Na hora em que a banda iniciaria sua gloriosa apresentação, resolvi me manifestar e pedi que tocassem Biafra. Acho que o Maestro não conhecia o artista, pois avançou em mim com a Batuta em riste, enviando-a na minha orelha. Logo não tardaram os outros músicos a participar da festinha. Tomei uma surra de tuba e oboé. Até hoje sinto uma clarineta na minha bunda. Minha flatulência está afinada em ré maior. Começo a desconfiar que eles não gostam de mim.

Depois desse vexame publico, corri pra minha sala para chorar no cantinho. Após duas horas de choro, a porta se abre e entram as secretárias com maquinas fotográficas na mão e gargalhando em voz alta. Enquanto uma me segurava as outras chutavam meu saco e as demais fotografavam as poses para por na internet.
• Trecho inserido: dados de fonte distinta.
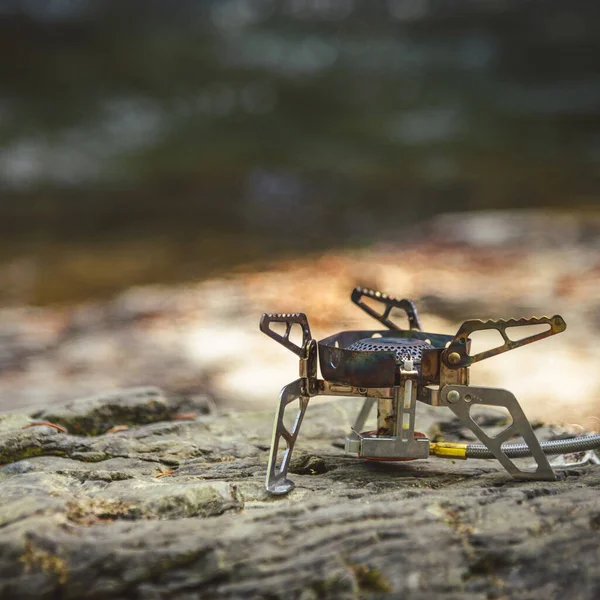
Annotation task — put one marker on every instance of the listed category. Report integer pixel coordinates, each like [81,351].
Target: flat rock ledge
[135,494]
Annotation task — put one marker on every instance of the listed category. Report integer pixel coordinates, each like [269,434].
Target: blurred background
[168,171]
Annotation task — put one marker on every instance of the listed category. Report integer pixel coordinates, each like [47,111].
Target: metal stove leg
[277,481]
[363,415]
[460,398]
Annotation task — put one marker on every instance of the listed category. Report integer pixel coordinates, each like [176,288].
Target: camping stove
[395,368]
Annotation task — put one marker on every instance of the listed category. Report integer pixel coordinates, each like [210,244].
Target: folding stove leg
[277,481]
[460,398]
[363,415]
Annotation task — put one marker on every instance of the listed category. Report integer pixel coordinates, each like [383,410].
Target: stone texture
[177,509]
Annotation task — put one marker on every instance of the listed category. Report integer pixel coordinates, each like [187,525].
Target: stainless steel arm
[460,399]
[388,302]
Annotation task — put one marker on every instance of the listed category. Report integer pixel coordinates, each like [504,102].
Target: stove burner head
[404,349]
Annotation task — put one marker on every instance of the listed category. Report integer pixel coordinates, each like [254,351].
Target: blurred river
[153,142]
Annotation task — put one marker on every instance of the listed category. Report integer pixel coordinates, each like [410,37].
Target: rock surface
[174,507]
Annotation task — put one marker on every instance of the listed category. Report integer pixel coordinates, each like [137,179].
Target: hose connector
[448,450]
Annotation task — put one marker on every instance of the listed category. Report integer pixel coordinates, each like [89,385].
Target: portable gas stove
[395,368]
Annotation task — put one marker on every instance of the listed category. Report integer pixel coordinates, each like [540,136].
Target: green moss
[370,579]
[37,559]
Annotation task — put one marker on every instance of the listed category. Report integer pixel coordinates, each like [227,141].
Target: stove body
[394,369]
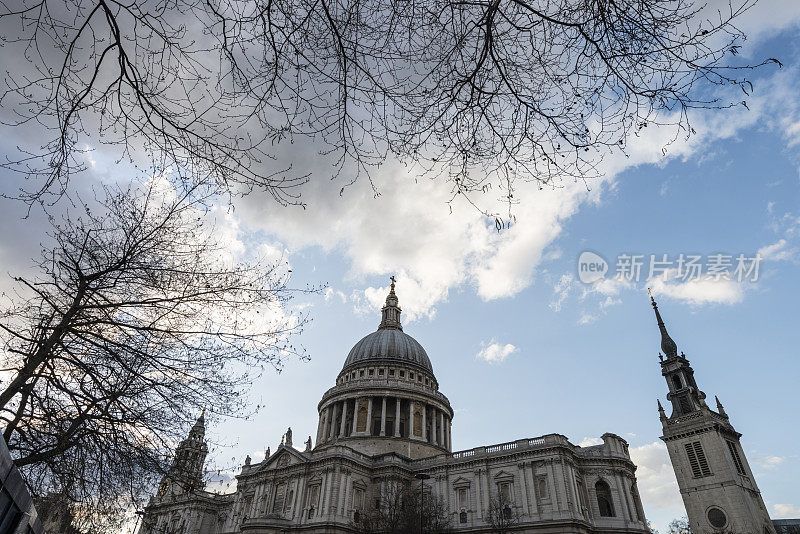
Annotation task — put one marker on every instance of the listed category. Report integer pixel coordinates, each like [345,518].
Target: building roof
[389,344]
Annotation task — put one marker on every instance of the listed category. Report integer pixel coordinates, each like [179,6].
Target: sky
[519,343]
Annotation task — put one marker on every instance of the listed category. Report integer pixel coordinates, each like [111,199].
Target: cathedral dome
[389,345]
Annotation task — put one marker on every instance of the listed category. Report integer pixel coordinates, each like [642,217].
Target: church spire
[669,347]
[390,313]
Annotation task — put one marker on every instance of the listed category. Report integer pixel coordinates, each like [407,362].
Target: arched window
[604,503]
[677,381]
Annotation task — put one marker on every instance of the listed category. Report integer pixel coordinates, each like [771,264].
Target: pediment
[283,457]
[503,476]
[461,482]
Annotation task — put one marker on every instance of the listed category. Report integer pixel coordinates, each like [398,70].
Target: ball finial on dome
[390,313]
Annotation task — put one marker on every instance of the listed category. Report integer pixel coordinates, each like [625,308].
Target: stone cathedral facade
[385,423]
[716,482]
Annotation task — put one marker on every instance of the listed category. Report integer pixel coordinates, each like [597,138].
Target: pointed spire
[720,407]
[669,347]
[661,414]
[390,313]
[199,428]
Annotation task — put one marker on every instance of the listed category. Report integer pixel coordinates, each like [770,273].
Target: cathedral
[383,424]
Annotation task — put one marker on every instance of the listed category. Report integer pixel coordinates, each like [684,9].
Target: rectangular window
[504,491]
[697,459]
[462,499]
[541,487]
[737,460]
[280,494]
[358,499]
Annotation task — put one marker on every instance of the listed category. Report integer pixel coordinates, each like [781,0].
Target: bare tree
[400,510]
[502,515]
[478,93]
[137,318]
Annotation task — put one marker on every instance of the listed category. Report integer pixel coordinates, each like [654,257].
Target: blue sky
[519,345]
[579,360]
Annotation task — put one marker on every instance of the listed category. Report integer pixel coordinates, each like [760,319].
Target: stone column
[369,416]
[331,420]
[383,417]
[323,423]
[411,419]
[336,407]
[355,416]
[425,422]
[397,416]
[449,432]
[343,427]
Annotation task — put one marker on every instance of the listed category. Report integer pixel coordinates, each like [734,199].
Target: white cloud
[769,462]
[496,352]
[699,291]
[786,510]
[415,228]
[776,251]
[331,293]
[656,479]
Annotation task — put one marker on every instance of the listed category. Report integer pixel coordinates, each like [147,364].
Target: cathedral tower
[186,473]
[716,483]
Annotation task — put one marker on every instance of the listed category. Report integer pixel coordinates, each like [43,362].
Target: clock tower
[718,488]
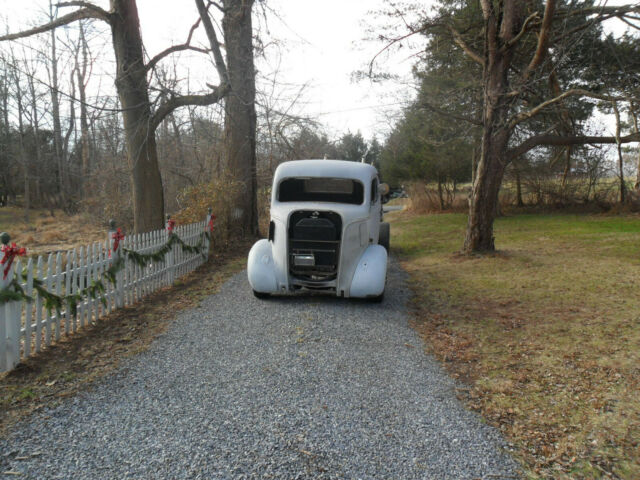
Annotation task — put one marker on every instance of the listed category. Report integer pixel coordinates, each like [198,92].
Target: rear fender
[261,269]
[371,273]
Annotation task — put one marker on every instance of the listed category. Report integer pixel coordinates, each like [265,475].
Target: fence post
[116,255]
[210,231]
[169,257]
[9,321]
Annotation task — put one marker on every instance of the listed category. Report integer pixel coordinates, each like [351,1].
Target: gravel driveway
[292,387]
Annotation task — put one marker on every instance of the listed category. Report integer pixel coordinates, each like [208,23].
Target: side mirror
[384,192]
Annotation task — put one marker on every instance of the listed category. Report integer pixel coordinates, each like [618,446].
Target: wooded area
[508,97]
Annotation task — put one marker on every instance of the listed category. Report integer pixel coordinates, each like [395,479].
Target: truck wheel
[385,235]
[377,299]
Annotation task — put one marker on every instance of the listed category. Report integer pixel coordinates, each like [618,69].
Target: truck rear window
[336,190]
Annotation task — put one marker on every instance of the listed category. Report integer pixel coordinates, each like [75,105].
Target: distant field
[44,233]
[546,333]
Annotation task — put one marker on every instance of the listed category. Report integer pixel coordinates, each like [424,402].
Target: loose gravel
[290,387]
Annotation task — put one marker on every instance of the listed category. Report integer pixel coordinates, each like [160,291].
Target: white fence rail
[28,327]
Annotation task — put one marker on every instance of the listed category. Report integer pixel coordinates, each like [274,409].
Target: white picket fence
[28,327]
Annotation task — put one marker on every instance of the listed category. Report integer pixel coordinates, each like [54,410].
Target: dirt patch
[75,362]
[43,233]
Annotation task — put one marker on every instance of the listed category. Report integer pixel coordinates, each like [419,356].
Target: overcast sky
[315,43]
[319,43]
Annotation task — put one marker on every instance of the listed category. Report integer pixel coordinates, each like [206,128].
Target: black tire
[377,299]
[385,235]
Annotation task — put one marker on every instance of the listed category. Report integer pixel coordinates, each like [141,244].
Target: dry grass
[546,333]
[44,234]
[70,365]
[424,198]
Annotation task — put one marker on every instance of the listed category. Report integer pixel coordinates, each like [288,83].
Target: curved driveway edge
[291,387]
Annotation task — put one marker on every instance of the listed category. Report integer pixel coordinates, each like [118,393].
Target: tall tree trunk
[440,195]
[240,112]
[483,204]
[24,158]
[634,117]
[81,71]
[623,187]
[519,200]
[35,128]
[55,113]
[131,83]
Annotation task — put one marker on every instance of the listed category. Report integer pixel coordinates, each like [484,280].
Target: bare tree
[140,121]
[240,110]
[517,45]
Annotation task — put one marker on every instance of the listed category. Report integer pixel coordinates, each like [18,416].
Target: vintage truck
[326,232]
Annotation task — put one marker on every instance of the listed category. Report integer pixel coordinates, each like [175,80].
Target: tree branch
[540,140]
[81,4]
[184,100]
[521,117]
[213,40]
[543,37]
[444,113]
[87,12]
[476,57]
[521,33]
[177,48]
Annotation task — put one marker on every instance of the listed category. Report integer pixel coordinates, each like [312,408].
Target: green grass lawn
[546,332]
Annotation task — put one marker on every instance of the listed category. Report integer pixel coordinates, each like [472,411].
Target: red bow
[117,236]
[10,251]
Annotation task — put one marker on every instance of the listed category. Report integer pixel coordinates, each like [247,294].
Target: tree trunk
[81,72]
[240,112]
[519,201]
[623,188]
[55,113]
[440,195]
[483,204]
[131,83]
[634,118]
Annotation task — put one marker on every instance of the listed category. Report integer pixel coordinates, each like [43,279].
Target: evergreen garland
[14,291]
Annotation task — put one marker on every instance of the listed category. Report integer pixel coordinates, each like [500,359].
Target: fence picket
[14,311]
[74,286]
[49,312]
[4,316]
[28,310]
[38,303]
[58,291]
[67,291]
[71,272]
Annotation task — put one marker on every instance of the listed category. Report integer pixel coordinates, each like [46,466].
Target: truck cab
[325,233]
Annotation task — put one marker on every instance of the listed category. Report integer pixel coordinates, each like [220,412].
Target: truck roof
[325,168]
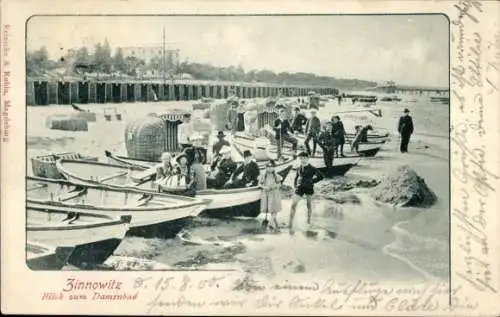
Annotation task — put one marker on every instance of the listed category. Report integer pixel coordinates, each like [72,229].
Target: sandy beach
[373,240]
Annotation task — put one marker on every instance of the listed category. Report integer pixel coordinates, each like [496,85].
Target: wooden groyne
[45,92]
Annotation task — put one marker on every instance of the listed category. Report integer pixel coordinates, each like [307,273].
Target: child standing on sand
[271,198]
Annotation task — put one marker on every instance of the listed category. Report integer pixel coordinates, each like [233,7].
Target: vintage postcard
[250,157]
Em meia hora as fotos já estavam na internet e eu já tinha 3500 fãs, aquilo me tranqüilizou, pois era um sinal claro de que alguém gostava ainda de mim. Minha mãe me ligou, gargalhando da minha cara e me informando que tinha imprimido as fotos e distribuído para as 72 senhoras do seu grupo de biriba. Todas estavam usando meus retratos como exemplo a não ser seguido.
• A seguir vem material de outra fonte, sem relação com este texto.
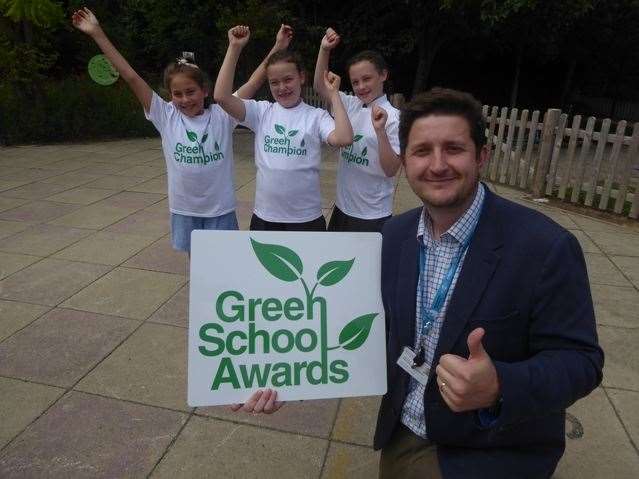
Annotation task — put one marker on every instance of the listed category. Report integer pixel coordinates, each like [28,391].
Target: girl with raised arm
[288,137]
[365,172]
[196,138]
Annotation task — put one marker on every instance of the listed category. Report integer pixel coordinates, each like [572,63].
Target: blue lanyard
[429,315]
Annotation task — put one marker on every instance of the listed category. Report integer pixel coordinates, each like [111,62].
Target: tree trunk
[565,90]
[426,51]
[514,91]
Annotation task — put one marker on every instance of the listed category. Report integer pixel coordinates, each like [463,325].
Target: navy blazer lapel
[407,287]
[478,267]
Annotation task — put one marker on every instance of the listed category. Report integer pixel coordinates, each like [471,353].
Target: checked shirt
[440,254]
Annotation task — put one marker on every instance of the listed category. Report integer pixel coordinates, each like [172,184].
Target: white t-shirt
[363,189]
[199,158]
[287,155]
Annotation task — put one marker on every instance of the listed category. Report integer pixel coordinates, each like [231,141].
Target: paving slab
[587,245]
[42,240]
[160,256]
[208,448]
[352,462]
[616,306]
[38,211]
[159,207]
[112,182]
[104,247]
[356,420]
[151,223]
[310,418]
[97,168]
[34,191]
[175,311]
[629,266]
[49,281]
[616,243]
[94,437]
[625,403]
[155,185]
[68,165]
[11,184]
[149,368]
[10,203]
[94,216]
[10,228]
[141,171]
[603,451]
[133,199]
[72,179]
[622,357]
[602,271]
[28,174]
[10,263]
[22,402]
[82,196]
[126,292]
[591,225]
[15,316]
[62,346]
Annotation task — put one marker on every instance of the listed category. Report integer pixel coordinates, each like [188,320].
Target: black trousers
[340,221]
[258,224]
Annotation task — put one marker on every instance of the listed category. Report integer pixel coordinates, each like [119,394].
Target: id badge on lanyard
[414,363]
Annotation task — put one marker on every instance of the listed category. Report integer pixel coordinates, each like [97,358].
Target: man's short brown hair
[443,101]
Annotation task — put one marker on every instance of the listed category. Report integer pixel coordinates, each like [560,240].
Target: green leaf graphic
[280,261]
[356,332]
[333,272]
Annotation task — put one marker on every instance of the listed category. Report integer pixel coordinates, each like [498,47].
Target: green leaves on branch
[280,261]
[356,332]
[333,272]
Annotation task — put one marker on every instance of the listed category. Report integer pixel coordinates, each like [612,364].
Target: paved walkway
[93,317]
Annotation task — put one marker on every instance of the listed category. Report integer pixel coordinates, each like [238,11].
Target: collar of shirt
[461,230]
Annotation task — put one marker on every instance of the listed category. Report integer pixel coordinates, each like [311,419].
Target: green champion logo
[231,306]
[282,144]
[352,157]
[195,154]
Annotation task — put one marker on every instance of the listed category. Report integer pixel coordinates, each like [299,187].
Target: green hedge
[73,109]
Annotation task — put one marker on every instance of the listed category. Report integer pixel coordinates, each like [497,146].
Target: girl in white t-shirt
[197,139]
[288,136]
[365,183]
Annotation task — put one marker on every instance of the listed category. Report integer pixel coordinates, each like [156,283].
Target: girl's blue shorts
[181,227]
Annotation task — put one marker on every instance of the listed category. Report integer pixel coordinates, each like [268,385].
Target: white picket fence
[572,162]
[583,162]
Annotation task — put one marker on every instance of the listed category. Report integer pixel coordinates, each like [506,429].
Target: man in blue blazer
[488,312]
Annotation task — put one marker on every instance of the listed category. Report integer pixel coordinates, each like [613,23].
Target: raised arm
[342,135]
[254,83]
[330,41]
[85,21]
[388,159]
[223,93]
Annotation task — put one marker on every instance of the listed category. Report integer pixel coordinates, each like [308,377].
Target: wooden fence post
[545,153]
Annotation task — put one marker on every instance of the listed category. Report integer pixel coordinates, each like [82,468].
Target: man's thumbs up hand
[468,384]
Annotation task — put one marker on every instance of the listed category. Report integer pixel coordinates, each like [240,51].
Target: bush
[73,109]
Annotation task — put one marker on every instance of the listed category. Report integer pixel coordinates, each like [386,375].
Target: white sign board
[300,313]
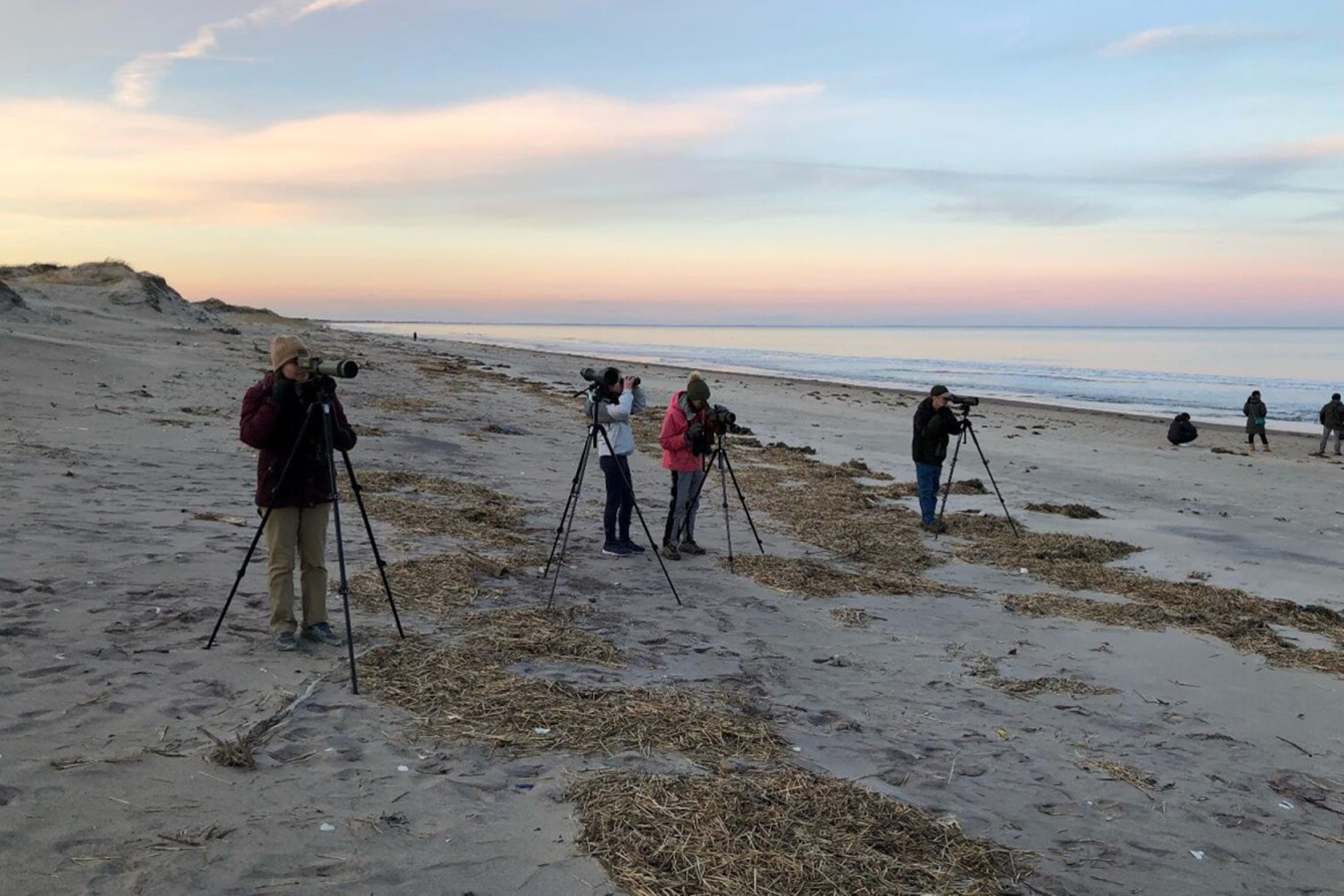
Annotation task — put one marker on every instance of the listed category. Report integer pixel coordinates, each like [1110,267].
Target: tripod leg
[952,470]
[974,438]
[340,546]
[727,527]
[378,558]
[657,555]
[742,498]
[571,510]
[261,527]
[575,485]
[690,503]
Fui para casa pensando numa maneira de reverter tudo isso. Não dormi e passei a noite lendo o grandioso livro: Como ser Diretor de Escola Primária For Dummies. Com certeza ali teria respostas as minhas perguntas.

Fui trabalhar 120% confiante. Aquele refinado livro abriu minha mente e faria com que todos me respeitassem a partir de então. Coisa que nunca tive em toda minha vida, nem pelos meus Avós, meus tios, meu periquito, meu hamster e nem no lar dos idosos em que eu era voluntário. Agora as coisas seriam diferentes.

Entrei em minha sala e minha secretária colocou o pé para que eu caísse no chão. Me estatelei como uma velha gorda solteira tentando pegar o buquê de uma noiva. Aquilo não ficaria assim e me dirigi a minha mesa preparando em minha mente a demissão da individua. Nem pude sentar, o Superintendente de educação me esperava sentado em meu lugar, com os pés em minha mesa. Pensava que ele estava indo lá para falar do meu bom desempenho na condução da instituição de ensino, mas, estava com cara de poucos amigos.

O mesmo jogou em minhas mãos um dossiê com 530 paginas, onde eu era acusado de furtar 3,53 reais do dinheiro destinado a compra de doces para deixar no baleiro da recepção e em função disso estava sendo exonerado do cargo imediatamente, sem direito a aposentadoria e sofreria inquérito criminal o que justificava minha demissão por justa causa.

Chorei feito criança de joelhos, pedindo clemência e me oferecendo para lavar o carro o dele e engraxar seus sapatos caso ele me ajudasse. Como não o vi esboçar reação, arranquei minha calça e fiquei de quatro em cima da mesa, esperando que ele terminasse o serviço logo. Acho que ele não se interessou, pois disse que iria me processar por suborno e assédio homossexual. Ainda estava de quatro, esperando que minha posição o comovesse, quando entraram em disparada na salas as secretárias com suas câmeras em riste e seus sapatos de bico duro, dando chutes de campeão de Caratê entre minhas nádegas enrijecidas. Nessa hora me senti humilhado!

No dia seguinte, fui retirar minhas coisas da escola e tive que acompanhar a posse do novo diretor. Que para minha surpresa, era o servente de pedreiro que havia ganho o posto em função de ter feito um ótimo trabalho na fossa da escola. Me entristeci quando as secretárias, o Superintendente, o secretário de educação, todo o corpo docente e até o mendigo que ficava na porta da escola, fizeram fila dupla para beijar as mãos do novo Diretor, o encheram de presente, além de o abraçar calorosamente, dando os parabéns e desejando que ele conduzisse a escola tão bem, quanto conduziu a fossa. Sai de lá me sentindo derrotado e na portaria, fui chutado pelo novo servente de pedreiro, que gritou a plenos pulmões: Otááááário.